Health Services/Policy
A call for guidance on when using multiple imputation to predict missing race and ethnicity data is ethical Arshya Gurbani* Arshya Gurbani Karen Nielsen Kevin Maloney Jalyane Arias
The case for disaggregated and complete race and ethnicity data is clear: it is necessary to measure disparity in order to address it. Yet, despite guidance on the necessity of collecting data on race and ethnicity, large gaps remain in administrative healthcare and national data sets. Multiple imputation (MI) has gained popularity as an approach to avoiding biases in the presence of missing data. Some argue that the cost of collecting accurate race data at study onset may be more burdensome than the risks of imputation, while others contend that intentional representation in studies and greater standardization of how race and ethnicity data are collected are a more sustainable route. Implementation guidance for MI focuses on the validity and sensitivity of specific MI methods.
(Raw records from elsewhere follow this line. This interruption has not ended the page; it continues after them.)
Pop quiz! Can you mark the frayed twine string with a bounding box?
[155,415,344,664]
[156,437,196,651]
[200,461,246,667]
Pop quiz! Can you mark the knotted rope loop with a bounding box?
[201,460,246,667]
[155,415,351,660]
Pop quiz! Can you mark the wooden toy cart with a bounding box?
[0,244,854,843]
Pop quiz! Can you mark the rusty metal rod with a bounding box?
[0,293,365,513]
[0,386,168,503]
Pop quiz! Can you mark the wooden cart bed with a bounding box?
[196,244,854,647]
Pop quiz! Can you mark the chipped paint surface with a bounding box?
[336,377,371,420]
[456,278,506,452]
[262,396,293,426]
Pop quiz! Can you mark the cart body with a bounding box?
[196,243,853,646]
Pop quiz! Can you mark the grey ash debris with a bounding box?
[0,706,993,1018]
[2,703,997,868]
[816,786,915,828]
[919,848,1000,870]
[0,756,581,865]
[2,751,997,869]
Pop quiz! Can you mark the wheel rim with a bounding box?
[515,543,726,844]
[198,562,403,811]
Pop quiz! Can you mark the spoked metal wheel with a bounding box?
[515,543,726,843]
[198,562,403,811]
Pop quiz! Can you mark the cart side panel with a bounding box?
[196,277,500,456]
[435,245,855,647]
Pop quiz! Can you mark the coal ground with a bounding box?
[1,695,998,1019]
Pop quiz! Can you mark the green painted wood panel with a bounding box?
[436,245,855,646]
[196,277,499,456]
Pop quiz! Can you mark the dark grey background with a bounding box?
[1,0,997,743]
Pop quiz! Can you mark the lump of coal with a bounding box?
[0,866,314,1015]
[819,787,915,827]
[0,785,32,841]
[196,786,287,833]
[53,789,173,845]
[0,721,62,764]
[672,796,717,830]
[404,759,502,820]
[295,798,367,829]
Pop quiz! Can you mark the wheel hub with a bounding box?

However, there remain critical gaps to assure the ethical adoption of imputation methods and evaluating the consequences of their use. Ethical guidance is important to determine whether imputation is appropriate and in the subsequent dissemination of results. There is little guidance available from the government, funders, or academia on how to handle missing race/ethnicity data when conducting imputation. Compelling guidance from the Urban Institute calls for impact assessments of the decision to impute, community representation throughout the data life cycle, clearer informed consent policies for subsequent use of secondary and missing data, and thresholds of acceptable benefit/burden considerations. This call for guidance should be amplified from within academia as well-it’s a conversation that should be had by epidemiologists and statisticians in conjunction with ethicists. This paper explores the extent of missing race data in large secondary health data sets, identifies gaps in established methods for imputing data, and makes a case the need for both ethical and statistical guidance both while analyzing and while communicating results of analyses involving imputed race data.